The Concession Stand

Wednesday, November 16, 2016

The Hollywood Ten: Alvah Bessie


 

Alvah Bessie came from a wealthy family with an authoritarian father. His father used the family's wealth to control his children, dictating what they would study in college and where they would study it. Upon his father's death, Alvah chose to leave his practical studies behind and focus on the arts, originally becoming an actor. Unable to break out, he moved to France to live with other American expatriates in the artist section of town. Originally translating French novels into English, he quickly began writing his own novels. The world took notice and he earned plaudits from the likes of Ernest Hemingway.

Upon his return to the United States, Bessie became ensconced at Warner Brothers, writing and punching up scripts. At the time, the studio system would keep a staff writers on the payroll who would be called upon to fix existing scripts, adapt novels into scripts and anything else the studio might assign. (These days, most writers outside of television are not actual studio employees.)
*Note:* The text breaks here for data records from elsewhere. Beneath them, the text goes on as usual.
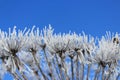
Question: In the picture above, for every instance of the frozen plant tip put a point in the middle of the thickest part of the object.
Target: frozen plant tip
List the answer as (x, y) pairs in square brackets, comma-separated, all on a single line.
[(44, 55)]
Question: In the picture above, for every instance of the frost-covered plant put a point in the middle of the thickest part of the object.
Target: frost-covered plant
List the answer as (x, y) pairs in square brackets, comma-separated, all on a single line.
[(44, 55)]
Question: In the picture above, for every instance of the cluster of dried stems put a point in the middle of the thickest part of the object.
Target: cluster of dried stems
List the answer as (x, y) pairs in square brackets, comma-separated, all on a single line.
[(44, 55)]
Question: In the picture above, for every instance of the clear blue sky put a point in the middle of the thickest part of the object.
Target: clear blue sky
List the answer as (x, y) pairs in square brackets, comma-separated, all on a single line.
[(92, 16)]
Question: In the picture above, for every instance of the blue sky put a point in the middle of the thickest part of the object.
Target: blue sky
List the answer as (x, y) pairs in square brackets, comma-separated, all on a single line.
[(94, 17)]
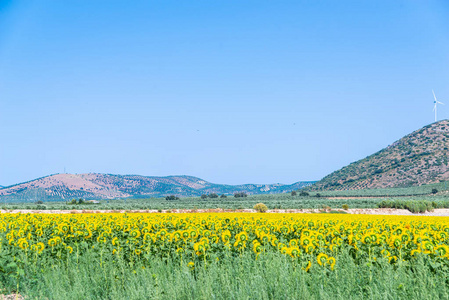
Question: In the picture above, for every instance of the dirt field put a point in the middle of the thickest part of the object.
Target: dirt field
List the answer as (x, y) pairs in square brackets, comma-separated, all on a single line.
[(368, 211)]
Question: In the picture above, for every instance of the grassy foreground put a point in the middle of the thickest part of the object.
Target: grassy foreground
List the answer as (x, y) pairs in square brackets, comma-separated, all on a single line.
[(224, 256), (272, 276)]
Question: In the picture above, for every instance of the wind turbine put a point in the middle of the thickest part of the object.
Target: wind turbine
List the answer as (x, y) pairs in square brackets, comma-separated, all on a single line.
[(435, 106)]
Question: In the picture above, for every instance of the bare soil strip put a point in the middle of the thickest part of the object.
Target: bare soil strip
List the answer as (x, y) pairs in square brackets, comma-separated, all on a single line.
[(366, 211)]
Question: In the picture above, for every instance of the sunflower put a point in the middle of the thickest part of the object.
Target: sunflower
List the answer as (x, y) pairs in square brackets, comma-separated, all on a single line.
[(322, 259), (331, 261)]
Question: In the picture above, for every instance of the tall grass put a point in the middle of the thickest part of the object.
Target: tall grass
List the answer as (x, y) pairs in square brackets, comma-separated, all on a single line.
[(272, 276)]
Alvah soon grew concerned with the rise of fascism around the world, but particularly in Europe. Seeing no movement willing to fight back against this, he joined the American Communist party. While the United States would eventually start fighting fascism on the side of the Allied Powers during WWII, Bessie was considered to be "pre-maturely anti-fascist", which brought scrutiny upon him. At the conclusion of the war, looking for a new nemesis, Congress chose communism and began heaping scorn upon anyone deemed "anti-American". Alvah found himself on the outs with the mainstream.

Mr. Bessie soon found himself summoned before HUAC to participate in the kangaroo court that didn't seek to arrest anyone; as a matter of fact it was not illegal to be a communist or communist sympathizer. The hearings were mainly setup to stir up the populace against communism and provide a showcase for their grandstanding. Alvah chose to defy the order and spent ten months in jail. Since it wasn't illegal to be a communist, the only way to punish anyone was to blacklist them from work, which sadly happened to Bessie.

While Bessie never worked in Hollywood again, he did continue writing novels, eventually telling his side of the story in the fictionalized The Un-Americans. While Mr. Bessie's life eventually recovered, his career never did.